Amsterdam, 1979: Your sister Abigail Vandermist has disappeared. She's left you a dossier of her investigation into earlier disappearances. Everything is clues. Start solving!

This is reminiscent of "crime dossier" games like the classic Sherlock Holmes Consulting Detective. You get maps, letters, a notebook, a scribbled-on napkin, and so on. But it's definitely a puzzle-solving experience (cryptograms and hidden messages) rather than a detective game (interviews and witness statements). The clues generally fit into the story logic; they are messages that Abigail deliberately hid. However, the designers are willing to stretch the bounds of mimesis for the sake of a sneaky clue.

It's a wonderfully high-quality production. The newspaper page is newsprint and the torn-out directory page is crumpled. The letters are in envelopes and the tourist map comes in a decorative box. Everything feels real as you unpack, unwrap, and unfold it.

This leads to a few design problems, though. You can discover a lot by unwrapping, unfolding, and so on. The game is clearly meant for an escape-room-style "examine everything" mentality. However, some of the puzzles exist only to reinforce this point. That is, sometimes you'll solve a puzzle and the solution says "examine [thing] real close!" If you already did, because why wouldn't you, then the puzzle is redundant and you feel a bit let down. We had a few of those moments. But then, we also had some moments where we shouted "The [thing]! Quick, examine it!" and made a delightful discovery.

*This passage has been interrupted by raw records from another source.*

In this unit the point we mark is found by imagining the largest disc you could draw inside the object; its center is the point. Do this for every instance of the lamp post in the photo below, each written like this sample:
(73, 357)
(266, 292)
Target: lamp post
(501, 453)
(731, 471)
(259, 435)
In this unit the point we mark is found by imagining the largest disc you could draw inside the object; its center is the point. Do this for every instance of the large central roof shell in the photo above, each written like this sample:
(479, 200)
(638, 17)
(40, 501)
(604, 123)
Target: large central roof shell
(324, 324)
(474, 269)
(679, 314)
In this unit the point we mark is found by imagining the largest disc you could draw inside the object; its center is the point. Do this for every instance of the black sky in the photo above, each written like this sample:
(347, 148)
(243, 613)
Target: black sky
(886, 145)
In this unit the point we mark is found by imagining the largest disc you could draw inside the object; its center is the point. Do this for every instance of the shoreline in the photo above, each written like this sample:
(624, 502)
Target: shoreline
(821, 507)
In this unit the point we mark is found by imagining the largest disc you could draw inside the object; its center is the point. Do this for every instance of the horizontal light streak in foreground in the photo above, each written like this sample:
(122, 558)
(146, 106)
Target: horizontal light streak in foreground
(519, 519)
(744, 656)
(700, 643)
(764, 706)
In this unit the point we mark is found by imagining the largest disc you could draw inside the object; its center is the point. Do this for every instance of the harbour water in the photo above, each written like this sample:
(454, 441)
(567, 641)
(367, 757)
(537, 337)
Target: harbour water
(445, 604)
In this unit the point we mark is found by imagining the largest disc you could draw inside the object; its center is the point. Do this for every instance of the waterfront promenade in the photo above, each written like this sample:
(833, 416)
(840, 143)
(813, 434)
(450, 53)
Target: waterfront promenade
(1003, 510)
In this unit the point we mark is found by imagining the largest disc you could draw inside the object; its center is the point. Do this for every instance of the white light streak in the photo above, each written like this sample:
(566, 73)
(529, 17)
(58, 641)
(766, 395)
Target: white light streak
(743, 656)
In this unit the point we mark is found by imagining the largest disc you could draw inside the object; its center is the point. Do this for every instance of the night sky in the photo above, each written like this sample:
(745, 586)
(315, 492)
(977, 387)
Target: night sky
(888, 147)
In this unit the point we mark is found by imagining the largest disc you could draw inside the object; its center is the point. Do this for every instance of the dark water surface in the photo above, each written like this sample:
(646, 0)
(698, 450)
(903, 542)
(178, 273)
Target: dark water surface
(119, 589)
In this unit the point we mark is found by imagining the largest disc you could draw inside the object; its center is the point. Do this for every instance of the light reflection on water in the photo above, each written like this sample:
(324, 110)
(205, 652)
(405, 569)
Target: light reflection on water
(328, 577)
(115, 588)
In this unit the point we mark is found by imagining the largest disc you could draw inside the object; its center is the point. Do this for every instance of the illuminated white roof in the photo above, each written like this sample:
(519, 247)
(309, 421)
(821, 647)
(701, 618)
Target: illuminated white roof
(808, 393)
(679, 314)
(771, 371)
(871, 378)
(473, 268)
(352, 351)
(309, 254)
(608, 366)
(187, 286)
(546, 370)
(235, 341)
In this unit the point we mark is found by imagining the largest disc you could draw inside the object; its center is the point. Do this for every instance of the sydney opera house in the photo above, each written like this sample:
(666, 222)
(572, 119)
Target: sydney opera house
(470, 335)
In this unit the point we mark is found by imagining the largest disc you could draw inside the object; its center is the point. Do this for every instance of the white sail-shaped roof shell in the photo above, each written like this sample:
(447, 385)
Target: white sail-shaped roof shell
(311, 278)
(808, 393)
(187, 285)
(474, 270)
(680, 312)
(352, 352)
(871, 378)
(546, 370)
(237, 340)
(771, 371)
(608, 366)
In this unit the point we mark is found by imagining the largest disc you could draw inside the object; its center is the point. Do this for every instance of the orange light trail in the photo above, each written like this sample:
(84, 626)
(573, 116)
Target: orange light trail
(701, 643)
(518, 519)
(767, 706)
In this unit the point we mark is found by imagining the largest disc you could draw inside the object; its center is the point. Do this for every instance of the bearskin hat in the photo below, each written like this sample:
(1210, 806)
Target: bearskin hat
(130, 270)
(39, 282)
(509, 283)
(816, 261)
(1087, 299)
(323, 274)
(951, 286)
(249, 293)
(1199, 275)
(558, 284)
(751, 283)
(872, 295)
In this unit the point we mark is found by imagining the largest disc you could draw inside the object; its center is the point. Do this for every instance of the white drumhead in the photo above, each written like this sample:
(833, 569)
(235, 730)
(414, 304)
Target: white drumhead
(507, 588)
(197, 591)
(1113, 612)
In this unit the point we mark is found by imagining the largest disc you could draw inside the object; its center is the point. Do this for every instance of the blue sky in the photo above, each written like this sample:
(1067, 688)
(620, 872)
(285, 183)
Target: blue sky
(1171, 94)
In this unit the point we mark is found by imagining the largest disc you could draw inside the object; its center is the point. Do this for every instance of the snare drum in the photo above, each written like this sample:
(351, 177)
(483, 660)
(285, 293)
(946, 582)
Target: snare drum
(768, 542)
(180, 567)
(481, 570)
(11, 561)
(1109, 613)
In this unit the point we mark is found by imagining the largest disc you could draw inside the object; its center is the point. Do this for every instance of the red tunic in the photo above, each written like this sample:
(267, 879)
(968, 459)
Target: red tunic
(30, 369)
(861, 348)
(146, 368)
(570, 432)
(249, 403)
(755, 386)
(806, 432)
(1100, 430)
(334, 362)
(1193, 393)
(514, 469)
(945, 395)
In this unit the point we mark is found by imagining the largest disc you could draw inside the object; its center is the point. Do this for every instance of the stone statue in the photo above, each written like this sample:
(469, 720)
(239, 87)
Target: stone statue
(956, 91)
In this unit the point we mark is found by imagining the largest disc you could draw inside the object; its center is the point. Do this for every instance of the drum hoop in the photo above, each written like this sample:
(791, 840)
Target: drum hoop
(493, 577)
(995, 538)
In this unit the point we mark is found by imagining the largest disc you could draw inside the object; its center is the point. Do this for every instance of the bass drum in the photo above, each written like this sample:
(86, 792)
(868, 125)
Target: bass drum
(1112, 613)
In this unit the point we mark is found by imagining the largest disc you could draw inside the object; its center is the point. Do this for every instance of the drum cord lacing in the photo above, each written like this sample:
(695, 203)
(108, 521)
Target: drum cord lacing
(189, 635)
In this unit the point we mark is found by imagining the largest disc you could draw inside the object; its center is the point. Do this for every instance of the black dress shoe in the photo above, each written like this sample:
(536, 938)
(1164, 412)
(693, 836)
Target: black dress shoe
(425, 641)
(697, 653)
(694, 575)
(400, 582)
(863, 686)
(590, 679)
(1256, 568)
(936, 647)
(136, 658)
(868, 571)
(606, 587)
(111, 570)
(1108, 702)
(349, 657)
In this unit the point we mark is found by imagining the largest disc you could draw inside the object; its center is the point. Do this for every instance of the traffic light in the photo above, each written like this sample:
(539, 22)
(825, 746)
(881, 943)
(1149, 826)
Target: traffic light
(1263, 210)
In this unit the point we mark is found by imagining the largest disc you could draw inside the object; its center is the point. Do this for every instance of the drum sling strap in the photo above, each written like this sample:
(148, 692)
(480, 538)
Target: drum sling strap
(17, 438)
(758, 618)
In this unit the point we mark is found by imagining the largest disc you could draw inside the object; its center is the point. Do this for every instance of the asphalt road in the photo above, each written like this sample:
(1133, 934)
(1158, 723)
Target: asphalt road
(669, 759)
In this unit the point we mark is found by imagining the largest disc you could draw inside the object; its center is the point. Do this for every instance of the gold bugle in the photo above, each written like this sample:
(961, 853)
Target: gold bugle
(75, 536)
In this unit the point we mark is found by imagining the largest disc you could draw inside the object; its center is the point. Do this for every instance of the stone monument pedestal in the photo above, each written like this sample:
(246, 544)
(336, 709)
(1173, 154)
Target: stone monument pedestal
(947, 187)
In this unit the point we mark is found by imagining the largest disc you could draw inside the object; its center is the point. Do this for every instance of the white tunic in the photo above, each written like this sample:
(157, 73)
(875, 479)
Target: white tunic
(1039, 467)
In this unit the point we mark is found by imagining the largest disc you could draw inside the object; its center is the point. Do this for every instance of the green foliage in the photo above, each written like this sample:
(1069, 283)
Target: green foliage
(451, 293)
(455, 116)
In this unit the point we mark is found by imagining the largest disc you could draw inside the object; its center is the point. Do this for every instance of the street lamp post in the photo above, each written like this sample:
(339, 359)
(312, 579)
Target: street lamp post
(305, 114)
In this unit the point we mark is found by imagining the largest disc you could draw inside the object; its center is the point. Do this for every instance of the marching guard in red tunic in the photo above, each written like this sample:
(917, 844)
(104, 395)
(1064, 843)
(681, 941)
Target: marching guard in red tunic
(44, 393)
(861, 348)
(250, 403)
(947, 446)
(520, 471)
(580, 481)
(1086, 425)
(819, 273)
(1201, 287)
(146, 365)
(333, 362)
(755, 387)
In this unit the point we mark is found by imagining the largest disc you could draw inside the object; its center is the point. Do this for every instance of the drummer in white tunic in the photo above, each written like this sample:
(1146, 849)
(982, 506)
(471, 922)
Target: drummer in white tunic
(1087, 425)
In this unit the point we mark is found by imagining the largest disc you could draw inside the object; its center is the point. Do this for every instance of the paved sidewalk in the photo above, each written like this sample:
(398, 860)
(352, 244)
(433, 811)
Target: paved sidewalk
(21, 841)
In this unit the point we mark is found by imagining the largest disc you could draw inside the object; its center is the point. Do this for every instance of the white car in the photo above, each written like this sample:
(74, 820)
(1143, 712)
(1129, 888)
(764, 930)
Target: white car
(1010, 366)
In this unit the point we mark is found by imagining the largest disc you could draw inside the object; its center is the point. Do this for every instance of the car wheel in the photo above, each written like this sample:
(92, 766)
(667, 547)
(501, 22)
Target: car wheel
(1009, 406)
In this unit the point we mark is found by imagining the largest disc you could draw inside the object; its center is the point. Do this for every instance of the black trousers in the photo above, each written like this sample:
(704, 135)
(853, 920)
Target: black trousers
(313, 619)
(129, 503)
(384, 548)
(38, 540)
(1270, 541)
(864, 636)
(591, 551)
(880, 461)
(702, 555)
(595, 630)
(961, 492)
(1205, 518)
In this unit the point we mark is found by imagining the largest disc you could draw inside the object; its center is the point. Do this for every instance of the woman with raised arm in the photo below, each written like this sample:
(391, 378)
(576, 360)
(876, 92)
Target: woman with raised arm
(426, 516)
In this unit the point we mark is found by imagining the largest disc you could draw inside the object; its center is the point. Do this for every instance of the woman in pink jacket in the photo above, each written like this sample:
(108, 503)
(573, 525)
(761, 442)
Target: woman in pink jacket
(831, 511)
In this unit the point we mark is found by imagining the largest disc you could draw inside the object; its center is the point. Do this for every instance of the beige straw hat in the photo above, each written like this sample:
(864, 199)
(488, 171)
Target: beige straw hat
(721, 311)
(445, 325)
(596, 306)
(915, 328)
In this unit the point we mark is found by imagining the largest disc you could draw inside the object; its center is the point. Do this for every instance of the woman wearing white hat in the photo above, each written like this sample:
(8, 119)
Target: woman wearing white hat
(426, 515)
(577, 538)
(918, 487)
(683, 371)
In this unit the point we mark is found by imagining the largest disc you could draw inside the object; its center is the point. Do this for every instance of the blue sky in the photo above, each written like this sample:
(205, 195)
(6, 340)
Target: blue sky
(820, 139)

It works both ways; you just have to roll with the non-linearity.

We spent about two hours on the dossier, and completed the main story quest. (There's bonus puzzles that we didn't look into.) We had a bit of trouble verifying our answer -- the web site didn't accept an obvious synonym for one field. However, that didn't spoil the fun. We just poked at the online hints, which verified stuff we already knew and then gave us the correct spelling of the answer. There's a nice epilogue on the web site, too. And a hook for a sequel! Works for me.

The Emerald Flame

An investigation into an enigmatic alchemical society in Prague.

This is another dossier -- or rather three dossiers. You get three complete episodes, each a folder full of stuff. There's also a prologue (the "Apprentice Pack") which you can order separately as a teaser. As of this writing, we've played the prologue and the first episode, which took about three hours total.

The dossier provides a heady mix of maps, diagrams, and some nifty etched-acrylic puzzle parts. It's all high-quality printing, although it doesn't quite match the materiality of Vandermist's distressed and torn papers.

As long as I'm comparing the two... Vandermist was a mix of puzzle, clue-hunting, and narrative. Its codes and puzzles were hidden in personal letters and journals which advanced a storyline. Emerald Flame is much heavier on the puzzle than the story. You don't spend much time inspecting the artifacts or reading the letters; you're pretty much straight into the solving. Whether you think that's a strength or a weakness will be a matter of taste! Either way, it absolutely oozes alchemical character. Everything is herbs, crystals, and occult geometry. The Voynich-esque herbal booklet is particularly nice.

The puzzle structure felt nice and tight. There are four major puzzles to work on, and you can work on them in any order (or in parallel) once you figure out which clues relate to each other. We had three solvers so this worked out well for us. As for the puzzles themselves, there was a bit more trial-and-error than I prefer, but nothing broken. We got stuck on one puzzle and peeked at one clue, which isn't a bad ratio for three hours of solving.

Definitely excited to play the other two episodes.